Lastly, there is the risk of AI further increasing or creating new health disparities. The deployment of the most advanced tools depends on a digital infrastructure system that is simply not present in most countries. As new studies are designed and conducted, it will be important to consider the feasibility of implementation of an AI intervention where it will be most needed, including resource-limited settings. For instance, the widespread use of smartphones in low-income countries make app-based digital interventions a relatively easy way to bring distributed health assistance and support even in remote areas. Studies have already shown the potential of these applications for remote support for self-administered abortion7 and antibiotic stewardship8.

Many of these points are now reflected in the Responsible AI for Social and Ethical Healthcare (RAISE) statement9, a consensus-based effort, organized by the Department of Biomedical Informatics at Harvard Medical School, involving many key stakeholders in the transition to AI-powered health care.
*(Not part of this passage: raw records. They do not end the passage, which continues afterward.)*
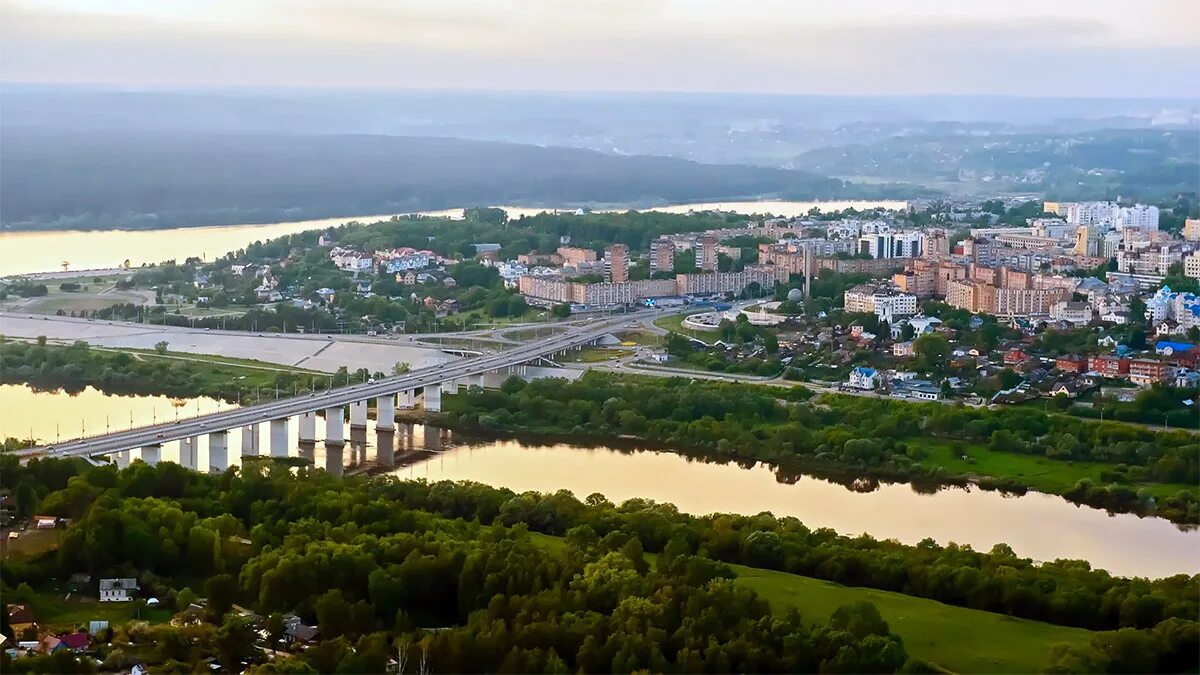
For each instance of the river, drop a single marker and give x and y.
(30, 252)
(1035, 525)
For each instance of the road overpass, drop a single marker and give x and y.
(387, 392)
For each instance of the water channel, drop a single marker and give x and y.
(29, 252)
(1035, 525)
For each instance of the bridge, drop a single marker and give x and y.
(388, 393)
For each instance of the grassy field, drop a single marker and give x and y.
(641, 339)
(959, 639)
(30, 543)
(59, 613)
(675, 324)
(1036, 471)
(595, 354)
(215, 360)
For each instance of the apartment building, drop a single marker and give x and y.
(1109, 365)
(706, 257)
(575, 255)
(885, 299)
(617, 261)
(1145, 372)
(661, 255)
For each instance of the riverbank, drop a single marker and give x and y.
(852, 441)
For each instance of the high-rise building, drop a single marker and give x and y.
(1192, 230)
(1139, 216)
(937, 244)
(706, 258)
(617, 261)
(661, 255)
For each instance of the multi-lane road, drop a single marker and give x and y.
(282, 408)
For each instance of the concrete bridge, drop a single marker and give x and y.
(400, 390)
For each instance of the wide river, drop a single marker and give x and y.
(29, 252)
(1035, 525)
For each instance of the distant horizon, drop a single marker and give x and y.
(1071, 48)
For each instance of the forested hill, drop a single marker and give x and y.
(144, 179)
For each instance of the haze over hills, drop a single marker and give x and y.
(143, 179)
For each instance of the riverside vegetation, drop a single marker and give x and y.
(376, 561)
(1117, 466)
(1110, 465)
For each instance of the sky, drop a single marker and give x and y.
(1110, 48)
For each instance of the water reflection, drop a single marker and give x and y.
(1035, 525)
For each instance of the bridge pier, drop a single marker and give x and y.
(280, 437)
(250, 440)
(335, 426)
(433, 398)
(150, 454)
(189, 453)
(309, 426)
(359, 414)
(334, 459)
(385, 447)
(407, 400)
(385, 412)
(219, 452)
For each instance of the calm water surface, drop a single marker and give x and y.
(1038, 526)
(27, 252)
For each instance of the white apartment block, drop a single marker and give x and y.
(1192, 266)
(887, 244)
(1139, 216)
(885, 300)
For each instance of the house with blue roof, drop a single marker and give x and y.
(863, 377)
(1167, 348)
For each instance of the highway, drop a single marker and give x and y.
(313, 401)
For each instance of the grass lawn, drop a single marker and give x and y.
(675, 324)
(959, 639)
(1036, 471)
(641, 339)
(55, 611)
(963, 640)
(215, 360)
(595, 354)
(31, 543)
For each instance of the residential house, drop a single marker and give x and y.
(1167, 327)
(77, 643)
(1109, 365)
(918, 389)
(1168, 348)
(1015, 358)
(1069, 388)
(118, 590)
(1117, 317)
(863, 377)
(1149, 371)
(1187, 378)
(22, 621)
(295, 632)
(1071, 363)
(51, 644)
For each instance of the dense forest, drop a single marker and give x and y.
(147, 179)
(449, 575)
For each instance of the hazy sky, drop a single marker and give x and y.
(1039, 47)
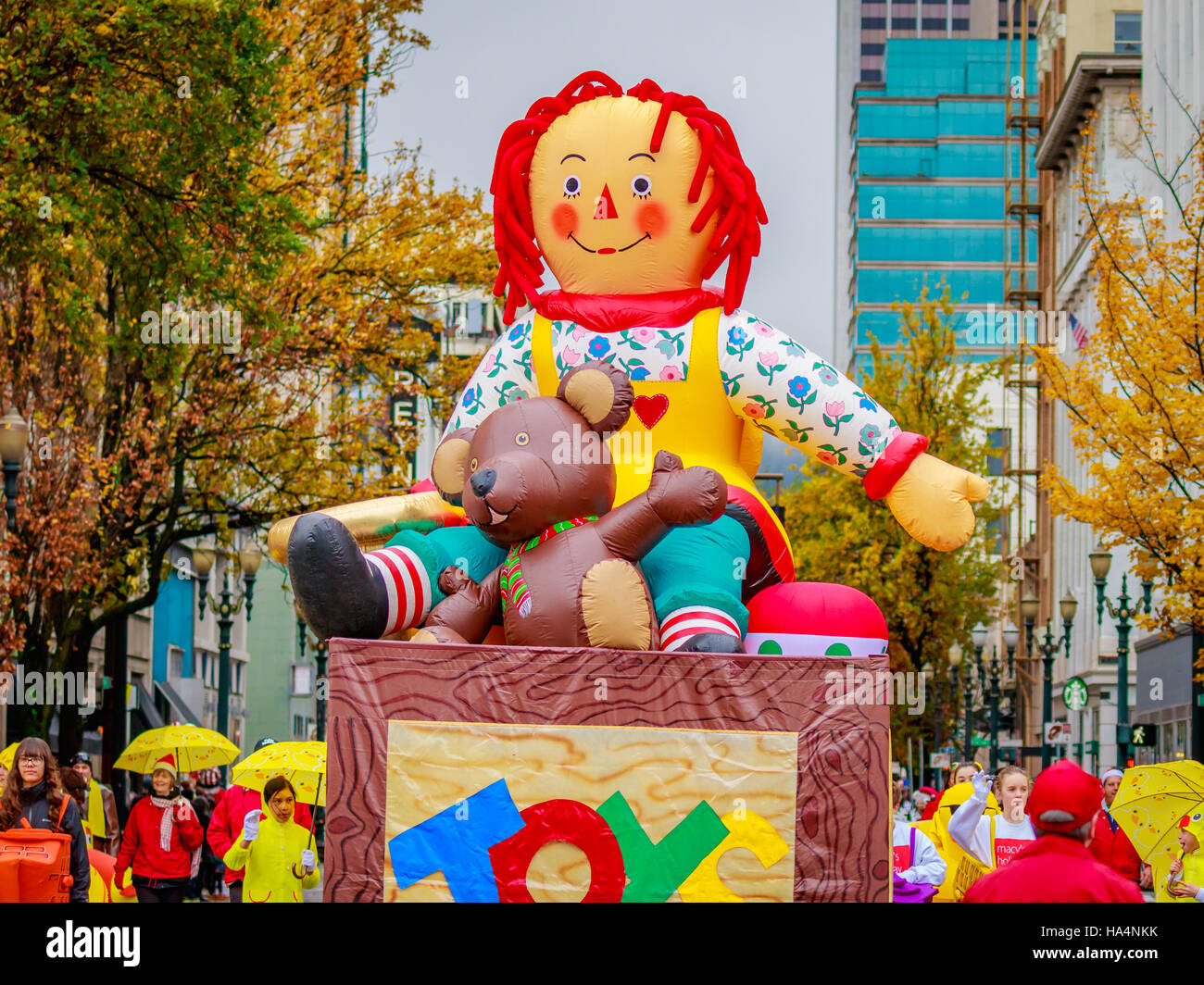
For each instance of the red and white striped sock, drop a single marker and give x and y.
(409, 589)
(681, 624)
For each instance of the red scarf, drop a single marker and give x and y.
(617, 312)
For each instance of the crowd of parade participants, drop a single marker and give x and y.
(1050, 840)
(185, 837)
(999, 838)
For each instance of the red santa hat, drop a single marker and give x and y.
(1063, 790)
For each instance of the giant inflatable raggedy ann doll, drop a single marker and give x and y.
(633, 200)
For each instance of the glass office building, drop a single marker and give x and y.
(934, 172)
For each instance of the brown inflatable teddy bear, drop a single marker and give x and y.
(571, 576)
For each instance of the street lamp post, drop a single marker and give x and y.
(320, 657)
(992, 693)
(1010, 639)
(224, 609)
(930, 675)
(955, 663)
(978, 635)
(1048, 647)
(1100, 563)
(13, 433)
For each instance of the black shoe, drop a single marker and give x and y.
(711, 642)
(337, 591)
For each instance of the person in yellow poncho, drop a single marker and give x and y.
(273, 850)
(1187, 873)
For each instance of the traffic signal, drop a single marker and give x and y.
(1145, 735)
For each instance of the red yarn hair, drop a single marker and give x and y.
(734, 201)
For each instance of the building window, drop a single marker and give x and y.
(998, 535)
(300, 680)
(998, 441)
(1127, 32)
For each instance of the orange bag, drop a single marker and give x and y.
(35, 865)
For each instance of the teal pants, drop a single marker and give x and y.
(702, 565)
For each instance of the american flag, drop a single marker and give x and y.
(1079, 331)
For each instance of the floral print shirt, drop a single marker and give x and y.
(770, 379)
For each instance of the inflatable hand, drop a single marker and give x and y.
(980, 783)
(251, 825)
(932, 503)
(437, 635)
(683, 496)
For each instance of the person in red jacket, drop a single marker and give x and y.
(225, 825)
(161, 841)
(1058, 867)
(1109, 844)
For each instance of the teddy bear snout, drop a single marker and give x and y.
(482, 481)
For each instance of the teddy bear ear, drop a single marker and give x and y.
(600, 393)
(449, 468)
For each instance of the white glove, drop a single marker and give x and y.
(982, 785)
(251, 825)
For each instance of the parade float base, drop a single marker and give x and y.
(653, 776)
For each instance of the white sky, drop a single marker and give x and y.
(512, 52)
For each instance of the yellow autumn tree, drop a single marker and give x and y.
(206, 300)
(930, 599)
(1135, 392)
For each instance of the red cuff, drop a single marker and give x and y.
(903, 449)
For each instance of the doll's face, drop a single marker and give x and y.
(610, 217)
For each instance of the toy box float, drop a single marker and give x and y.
(501, 773)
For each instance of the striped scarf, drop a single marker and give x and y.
(168, 804)
(514, 592)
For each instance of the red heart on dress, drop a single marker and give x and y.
(650, 408)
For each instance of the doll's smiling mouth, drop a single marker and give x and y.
(605, 251)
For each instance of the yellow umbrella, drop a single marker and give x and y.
(1148, 804)
(194, 748)
(302, 764)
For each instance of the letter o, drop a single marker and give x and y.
(560, 821)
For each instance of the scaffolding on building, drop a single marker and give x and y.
(1027, 540)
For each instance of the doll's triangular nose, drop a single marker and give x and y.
(603, 206)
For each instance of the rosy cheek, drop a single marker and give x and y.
(564, 219)
(651, 218)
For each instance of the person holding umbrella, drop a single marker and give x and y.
(1109, 843)
(100, 807)
(1187, 873)
(161, 840)
(1058, 867)
(273, 850)
(228, 821)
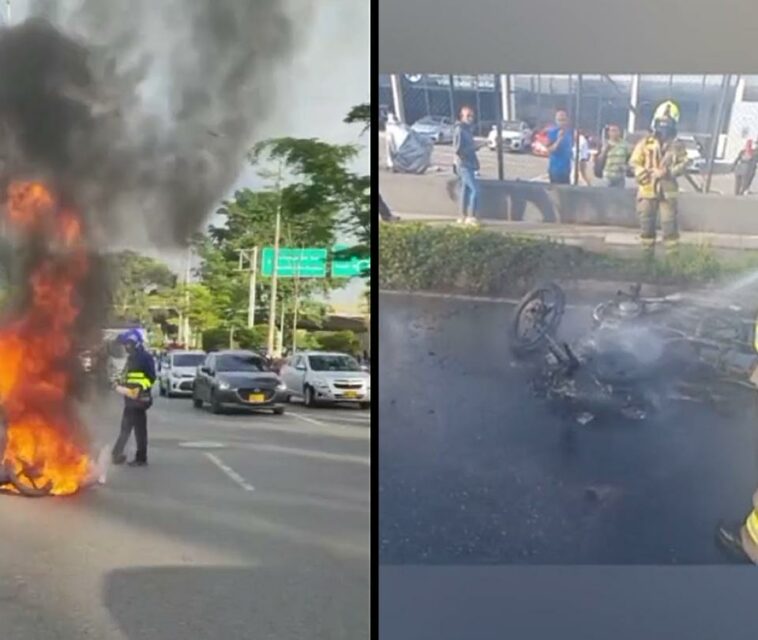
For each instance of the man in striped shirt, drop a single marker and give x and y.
(615, 158)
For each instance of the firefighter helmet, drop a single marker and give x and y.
(668, 109)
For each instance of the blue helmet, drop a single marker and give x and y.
(131, 335)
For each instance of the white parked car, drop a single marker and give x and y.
(177, 374)
(516, 136)
(439, 129)
(320, 377)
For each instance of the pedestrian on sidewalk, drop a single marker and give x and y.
(560, 144)
(740, 539)
(744, 168)
(137, 381)
(580, 140)
(614, 158)
(394, 136)
(467, 165)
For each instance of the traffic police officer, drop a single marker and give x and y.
(136, 384)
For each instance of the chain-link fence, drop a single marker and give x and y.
(604, 99)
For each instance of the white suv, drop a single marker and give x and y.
(177, 374)
(320, 377)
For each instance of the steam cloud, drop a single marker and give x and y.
(142, 111)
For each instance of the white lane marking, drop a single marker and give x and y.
(308, 453)
(307, 419)
(231, 473)
(202, 444)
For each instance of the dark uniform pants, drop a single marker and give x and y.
(133, 418)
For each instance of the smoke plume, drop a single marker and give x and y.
(141, 112)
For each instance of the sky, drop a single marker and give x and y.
(328, 75)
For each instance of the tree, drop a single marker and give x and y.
(343, 341)
(323, 175)
(137, 282)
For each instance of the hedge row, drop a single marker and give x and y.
(427, 257)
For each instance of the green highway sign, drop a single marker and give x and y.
(305, 263)
(350, 267)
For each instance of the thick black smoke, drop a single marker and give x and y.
(141, 112)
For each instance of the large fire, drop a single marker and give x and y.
(45, 445)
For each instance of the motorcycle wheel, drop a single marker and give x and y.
(539, 313)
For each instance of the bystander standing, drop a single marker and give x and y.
(559, 149)
(614, 158)
(467, 165)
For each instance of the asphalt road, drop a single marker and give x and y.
(265, 536)
(525, 166)
(473, 469)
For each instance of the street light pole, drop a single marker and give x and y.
(296, 303)
(251, 302)
(272, 305)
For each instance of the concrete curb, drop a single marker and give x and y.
(577, 290)
(578, 237)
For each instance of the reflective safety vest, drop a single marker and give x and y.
(138, 379)
(650, 154)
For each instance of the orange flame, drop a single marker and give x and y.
(43, 432)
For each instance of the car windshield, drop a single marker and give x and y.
(240, 362)
(333, 363)
(188, 359)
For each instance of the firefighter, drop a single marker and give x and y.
(657, 160)
(136, 385)
(741, 539)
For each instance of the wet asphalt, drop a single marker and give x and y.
(475, 470)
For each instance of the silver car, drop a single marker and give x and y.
(320, 377)
(516, 136)
(177, 374)
(439, 129)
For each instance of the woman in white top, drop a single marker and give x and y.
(584, 158)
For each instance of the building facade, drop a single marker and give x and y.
(626, 100)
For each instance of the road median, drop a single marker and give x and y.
(443, 258)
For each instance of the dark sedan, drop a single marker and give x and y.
(239, 379)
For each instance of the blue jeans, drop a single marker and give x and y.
(469, 191)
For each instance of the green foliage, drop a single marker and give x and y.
(254, 339)
(138, 283)
(215, 339)
(343, 341)
(361, 114)
(476, 261)
(323, 176)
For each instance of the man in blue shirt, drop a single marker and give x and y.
(467, 165)
(138, 377)
(560, 149)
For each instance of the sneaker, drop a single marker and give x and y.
(729, 539)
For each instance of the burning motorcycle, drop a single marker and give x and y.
(639, 353)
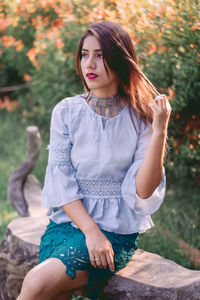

We also want to see these principles more frequently reflected in the design of the studies that we publish.

Along those lines, we encourage submission of new research providing strong evidence to support the implementation of AI in healthcare, particularly in resources-limited settings, be it through clinical trials, prospective observational studies or real-world implementation and cost-effective research. We invite our authors to continue to partner with us to champion research that addresses these gaps and put AI forward as a healthcare democratization tool.